Dass die Experten der interamerikanischen Menschenrechtskommission CIDH die offizielle Darstellung der Ereignisse von Iguala für unhaltbar erklären, kann niemanden überraschen. Forensiker meldeten schon vor Monaten Zweifel an der Version der Staatsanwaltschaft an, die Angehörigen der Verschwundenen hatten sie sofort rundheraus abgelehnt. Die nationale Menschenrechtskommission Mexikos warf den Ermittlern gravierende Versäumnisse vor, und die CIDH-Experten selbst beklagten sich erst vor wenigen Wochen über mangelnde Unterstützung ihrer Arbeit.

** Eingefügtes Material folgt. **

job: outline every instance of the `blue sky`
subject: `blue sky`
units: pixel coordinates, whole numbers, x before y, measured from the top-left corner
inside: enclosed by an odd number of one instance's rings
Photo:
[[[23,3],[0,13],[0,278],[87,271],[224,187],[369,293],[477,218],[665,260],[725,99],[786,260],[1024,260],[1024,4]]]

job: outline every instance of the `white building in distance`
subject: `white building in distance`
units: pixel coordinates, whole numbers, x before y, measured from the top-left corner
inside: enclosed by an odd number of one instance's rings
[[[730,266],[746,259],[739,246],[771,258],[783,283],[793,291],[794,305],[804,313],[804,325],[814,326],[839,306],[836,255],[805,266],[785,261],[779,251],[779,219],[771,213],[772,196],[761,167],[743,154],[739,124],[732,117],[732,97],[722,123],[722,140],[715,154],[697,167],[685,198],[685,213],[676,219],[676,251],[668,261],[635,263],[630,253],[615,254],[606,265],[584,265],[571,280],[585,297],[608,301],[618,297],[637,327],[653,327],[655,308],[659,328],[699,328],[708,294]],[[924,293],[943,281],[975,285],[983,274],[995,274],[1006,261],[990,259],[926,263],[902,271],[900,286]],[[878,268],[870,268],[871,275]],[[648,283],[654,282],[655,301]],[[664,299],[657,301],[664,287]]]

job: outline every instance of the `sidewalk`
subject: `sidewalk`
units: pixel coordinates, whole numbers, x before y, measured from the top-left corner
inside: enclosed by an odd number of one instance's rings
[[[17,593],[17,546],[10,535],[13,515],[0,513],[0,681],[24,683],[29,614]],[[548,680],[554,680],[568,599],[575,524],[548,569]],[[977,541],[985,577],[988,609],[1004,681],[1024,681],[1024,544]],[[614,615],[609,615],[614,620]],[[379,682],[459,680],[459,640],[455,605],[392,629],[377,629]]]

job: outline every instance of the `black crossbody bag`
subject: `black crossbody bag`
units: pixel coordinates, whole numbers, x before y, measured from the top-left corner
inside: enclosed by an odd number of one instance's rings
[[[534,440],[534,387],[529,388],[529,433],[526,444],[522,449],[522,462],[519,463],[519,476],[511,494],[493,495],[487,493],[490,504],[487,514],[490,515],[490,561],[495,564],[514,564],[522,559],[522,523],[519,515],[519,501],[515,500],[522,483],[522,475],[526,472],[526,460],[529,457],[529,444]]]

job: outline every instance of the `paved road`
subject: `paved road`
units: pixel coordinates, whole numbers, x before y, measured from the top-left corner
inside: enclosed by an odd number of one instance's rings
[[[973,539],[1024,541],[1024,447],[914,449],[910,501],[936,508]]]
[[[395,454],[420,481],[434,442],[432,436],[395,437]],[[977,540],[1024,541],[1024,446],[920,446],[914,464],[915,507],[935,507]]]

Bloß nicht noch mehr Staub aufwirbeln

Auch das Reaktionsmuster der Staatsmacht ist bekannt: Geradezu aufreizende bürokratische Gelassenheit. Im liberalen Mexiko geht alles seinen sozialistischen Gang. Diesmal teilt der Präsident also mit, dass die Erkenntnisse der Expertengruppe bei den weiteren Ermittlungen berücksichtigt werden sollen - via Twitter. Eine Pressekonferenz ist das Thema offensichtlich nicht wert. Bloß nicht noch mehr Staub aufwirbeln, das scheint zum Motto der mexikanischen Bundesregierung unter Führung von Enrique Peña Nieto geworden zu sein.

Aber Iguala ist mehr als ein besonders tragischer Fall von Vermissten unter vielen. Genau diese Sichtweise ist ja der Skandal! Wenn das Verbrechen in einer Gesellschaft zur Alltäglichkeit wird und die Straflosigkeit zum Normalfall, dann wird der Rechtsstaat zum Fiktion und die Demokratie zur Illusion - jedenfalls für die Mehrheit, die sich keine Leibwächter leisten kann und sich für Reichtum und Sicherheit auch nicht korrumpiert. Oder noch nicht einmal die Möglichkeit hat, sich bestechen zu lassen. Dafür steht Iguala.

Deutsche Welle Uta Thofern
Uta Thofern leitet die Lateinamerika-Programme der DWBild: Bettina Volke Fotografie

Die 43 Studenten sind zum Symbol geworden. Zum Symbol für fast 25.000 weitere Verschwundene, für zahllose andere ungesühnte Verbrechen, für Korruption, Gewalt, Morde an Journalisten, für die Toten des Drogenkriegs von Peña Nietos Vorgänger und für alle wirklichen und vermeintlichen Versäumnisse seiner eigenen Regierung. Der Präsident findet das sicherlich ungerecht und das ist es in Teilen auch - aber er muss es endlich in seiner gesamten Tragweite zur Kenntnis nehmen.

Mexiko braucht Hilfe

Peña Nietos Wirtschafts- und Bildungsreformen nützen in dieser Krise nichts, und die Gesetze, mit denen seine Regierung in den vergangenen Monaten versucht hat, sie in den Griff zu bekommen, sind ohne einen vertrauenswürdigen Justiz- und Sicherheitsapparat so gut wie wirkungslos. Mexiko braucht Hilfe statt Imagepflege. Nationalstolz ist in dieser Situation fehl am Platz, die Regierung sollte die Vereinten Nationen um Unterstützung bitten. Auch die geplante Sicherheitspartnerschaft mit Deutschland kann helfen, wäre aber im Rahmen einer internationalen Aktion - zum Beispiel nach dem Muster der Internationalen Kommission gegen Straflosigkeit im benachbarten Guatemala - viel besser umzusetzen.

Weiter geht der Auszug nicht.